Quality of life in children and adolescents with hemophilia A: A systematic review and meta-analysis

André Ferreira Azeredo-da-Silva; Bruna Stella Zanotto; Yukie Sato Kuwabara; Verónica Elizabeth Mata

doi:10.1016/j.rpth.2022.100008

Quality of life in children and adolescents with hemophilia A: A systematic review and meta-analysis

Res Pract Thromb Haemost. 2022 Dec 9;7(1):100008. doi: 10.1016/j.rpth.2022.100008. eCollection 2023 Jan.

Authors

André Ferreira Azeredo-da-Silva¹, Bruna Stella Zanotto², Yukie Sato Kuwabara³, Verónica Elizabeth Mata³

Affiliations

¹ HTAnalyze Consulting and Training, Porto Alegre, Brazil.
² National Institute for Health Technology Assessment (Instituto de Avaliacao de Tecnologias da Saude/Instituto Nacional de Ciencia e Tecnologia), Porto Alegre, Brazil.
³ F. Hoffmann-La Roche, São Paulo, Brazil.

Abstract

Background: Various instruments have been used to assess health-related quality of life (HRQoL) in children and adolescents with hemophilia A.

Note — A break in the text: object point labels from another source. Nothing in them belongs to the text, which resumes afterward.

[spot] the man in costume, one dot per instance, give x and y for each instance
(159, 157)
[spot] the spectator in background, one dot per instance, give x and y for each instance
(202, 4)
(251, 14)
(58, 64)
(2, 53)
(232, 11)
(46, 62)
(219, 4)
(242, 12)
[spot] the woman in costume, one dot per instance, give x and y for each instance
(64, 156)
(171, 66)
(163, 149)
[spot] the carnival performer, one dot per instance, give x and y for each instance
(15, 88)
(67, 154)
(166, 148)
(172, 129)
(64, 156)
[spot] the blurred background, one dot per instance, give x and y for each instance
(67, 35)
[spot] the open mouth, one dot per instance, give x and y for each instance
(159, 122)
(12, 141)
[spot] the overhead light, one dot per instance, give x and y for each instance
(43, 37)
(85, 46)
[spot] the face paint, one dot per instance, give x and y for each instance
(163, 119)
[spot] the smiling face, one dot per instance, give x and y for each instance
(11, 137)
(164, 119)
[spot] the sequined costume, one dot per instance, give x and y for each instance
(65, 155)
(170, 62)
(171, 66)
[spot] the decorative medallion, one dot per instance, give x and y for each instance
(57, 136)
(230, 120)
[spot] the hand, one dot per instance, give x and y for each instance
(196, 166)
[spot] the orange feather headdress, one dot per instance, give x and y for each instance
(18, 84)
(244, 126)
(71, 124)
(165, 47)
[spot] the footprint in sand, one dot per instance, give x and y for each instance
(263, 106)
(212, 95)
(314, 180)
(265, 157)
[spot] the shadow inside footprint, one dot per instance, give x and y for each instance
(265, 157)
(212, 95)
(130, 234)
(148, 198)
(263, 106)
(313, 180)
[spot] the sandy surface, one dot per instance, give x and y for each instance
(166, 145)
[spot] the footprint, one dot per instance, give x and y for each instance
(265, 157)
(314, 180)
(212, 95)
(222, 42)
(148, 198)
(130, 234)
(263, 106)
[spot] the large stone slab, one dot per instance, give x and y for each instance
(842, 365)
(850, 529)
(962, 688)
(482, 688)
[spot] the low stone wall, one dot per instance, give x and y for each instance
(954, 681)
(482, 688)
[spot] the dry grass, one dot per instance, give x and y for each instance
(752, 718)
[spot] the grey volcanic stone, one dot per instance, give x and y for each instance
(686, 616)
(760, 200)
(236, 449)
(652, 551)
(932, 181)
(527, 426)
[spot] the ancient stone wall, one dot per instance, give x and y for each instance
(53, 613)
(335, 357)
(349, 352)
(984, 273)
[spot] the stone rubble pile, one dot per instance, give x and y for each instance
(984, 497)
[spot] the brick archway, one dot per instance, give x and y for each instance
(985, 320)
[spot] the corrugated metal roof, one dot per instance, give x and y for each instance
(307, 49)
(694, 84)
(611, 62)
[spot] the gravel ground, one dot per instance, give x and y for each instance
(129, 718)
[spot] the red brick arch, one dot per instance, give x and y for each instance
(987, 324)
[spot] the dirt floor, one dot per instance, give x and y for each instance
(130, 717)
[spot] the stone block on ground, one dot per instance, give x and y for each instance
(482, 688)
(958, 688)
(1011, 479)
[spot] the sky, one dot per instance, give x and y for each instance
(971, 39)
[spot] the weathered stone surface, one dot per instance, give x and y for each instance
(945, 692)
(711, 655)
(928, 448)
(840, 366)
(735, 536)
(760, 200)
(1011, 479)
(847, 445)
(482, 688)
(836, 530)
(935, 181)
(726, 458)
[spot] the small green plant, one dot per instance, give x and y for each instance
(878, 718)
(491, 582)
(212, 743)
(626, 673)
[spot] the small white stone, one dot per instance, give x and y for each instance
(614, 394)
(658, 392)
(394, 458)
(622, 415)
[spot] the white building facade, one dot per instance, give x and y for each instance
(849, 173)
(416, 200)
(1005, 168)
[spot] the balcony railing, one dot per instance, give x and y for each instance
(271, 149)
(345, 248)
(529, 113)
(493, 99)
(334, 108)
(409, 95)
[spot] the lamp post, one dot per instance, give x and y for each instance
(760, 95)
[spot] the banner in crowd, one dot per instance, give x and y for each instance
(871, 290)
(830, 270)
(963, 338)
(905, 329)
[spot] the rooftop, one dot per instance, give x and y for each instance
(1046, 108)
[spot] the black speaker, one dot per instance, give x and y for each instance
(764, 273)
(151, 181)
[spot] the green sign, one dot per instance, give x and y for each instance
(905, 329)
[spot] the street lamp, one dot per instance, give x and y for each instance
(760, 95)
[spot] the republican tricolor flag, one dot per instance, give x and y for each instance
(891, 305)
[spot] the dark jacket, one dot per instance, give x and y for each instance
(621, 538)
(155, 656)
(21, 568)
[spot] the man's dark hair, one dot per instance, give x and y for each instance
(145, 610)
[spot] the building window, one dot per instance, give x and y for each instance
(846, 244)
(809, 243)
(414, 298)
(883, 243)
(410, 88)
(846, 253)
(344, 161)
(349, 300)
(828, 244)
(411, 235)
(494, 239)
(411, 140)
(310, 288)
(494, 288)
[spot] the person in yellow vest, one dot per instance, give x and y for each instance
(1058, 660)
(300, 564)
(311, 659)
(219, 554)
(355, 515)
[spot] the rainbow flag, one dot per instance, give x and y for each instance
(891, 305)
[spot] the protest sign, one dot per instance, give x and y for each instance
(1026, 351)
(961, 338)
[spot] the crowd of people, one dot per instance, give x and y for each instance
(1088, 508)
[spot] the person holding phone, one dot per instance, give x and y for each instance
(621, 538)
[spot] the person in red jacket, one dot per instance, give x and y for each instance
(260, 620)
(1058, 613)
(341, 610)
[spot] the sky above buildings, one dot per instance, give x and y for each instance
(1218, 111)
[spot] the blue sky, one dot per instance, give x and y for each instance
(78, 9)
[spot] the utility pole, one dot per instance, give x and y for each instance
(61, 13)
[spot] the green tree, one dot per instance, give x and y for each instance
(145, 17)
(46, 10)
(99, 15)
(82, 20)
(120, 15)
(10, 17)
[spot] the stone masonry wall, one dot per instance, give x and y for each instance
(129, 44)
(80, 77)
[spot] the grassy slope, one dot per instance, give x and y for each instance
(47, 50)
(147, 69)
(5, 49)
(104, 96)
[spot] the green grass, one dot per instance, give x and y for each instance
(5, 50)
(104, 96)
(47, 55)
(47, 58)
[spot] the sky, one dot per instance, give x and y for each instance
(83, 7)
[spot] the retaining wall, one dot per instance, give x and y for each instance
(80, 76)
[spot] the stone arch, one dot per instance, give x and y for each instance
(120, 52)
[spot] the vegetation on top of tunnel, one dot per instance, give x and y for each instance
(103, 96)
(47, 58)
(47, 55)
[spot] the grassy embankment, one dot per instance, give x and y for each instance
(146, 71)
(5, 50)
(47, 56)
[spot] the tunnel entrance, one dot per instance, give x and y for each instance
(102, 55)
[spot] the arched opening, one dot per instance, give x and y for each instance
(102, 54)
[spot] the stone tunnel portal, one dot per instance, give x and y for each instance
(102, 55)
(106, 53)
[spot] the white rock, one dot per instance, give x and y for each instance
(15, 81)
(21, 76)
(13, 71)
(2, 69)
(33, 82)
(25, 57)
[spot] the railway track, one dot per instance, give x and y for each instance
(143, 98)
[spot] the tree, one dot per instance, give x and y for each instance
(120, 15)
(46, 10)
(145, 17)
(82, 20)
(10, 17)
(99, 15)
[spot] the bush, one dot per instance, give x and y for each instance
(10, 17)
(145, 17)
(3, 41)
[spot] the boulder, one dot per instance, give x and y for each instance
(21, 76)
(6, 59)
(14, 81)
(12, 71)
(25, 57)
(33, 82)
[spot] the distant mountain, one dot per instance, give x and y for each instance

Objective: We systematically reviewed the literature to summarize HRQoL measurement instruments and outcomes in this population.

Methods: MEDLINE, Embase, Cochrane CENTRAL, and LILACS databases were searched. Studies published from 2010 to 2021, reporting HRQoL assessed by generic or hemophilia-specific instruments in individuals aged 0 to 18 years were included. Two independent reviewers performed screening, selection, and data abstraction. Data were meta-analyzed using the generic inverse variance method with the random-effects model for single-arm studies reporting instrument-specific mean total HRQoL scores. Prespecified subgroup meta-analyses were performed. Heterogeneity among studies was assessed using the I ² statistic.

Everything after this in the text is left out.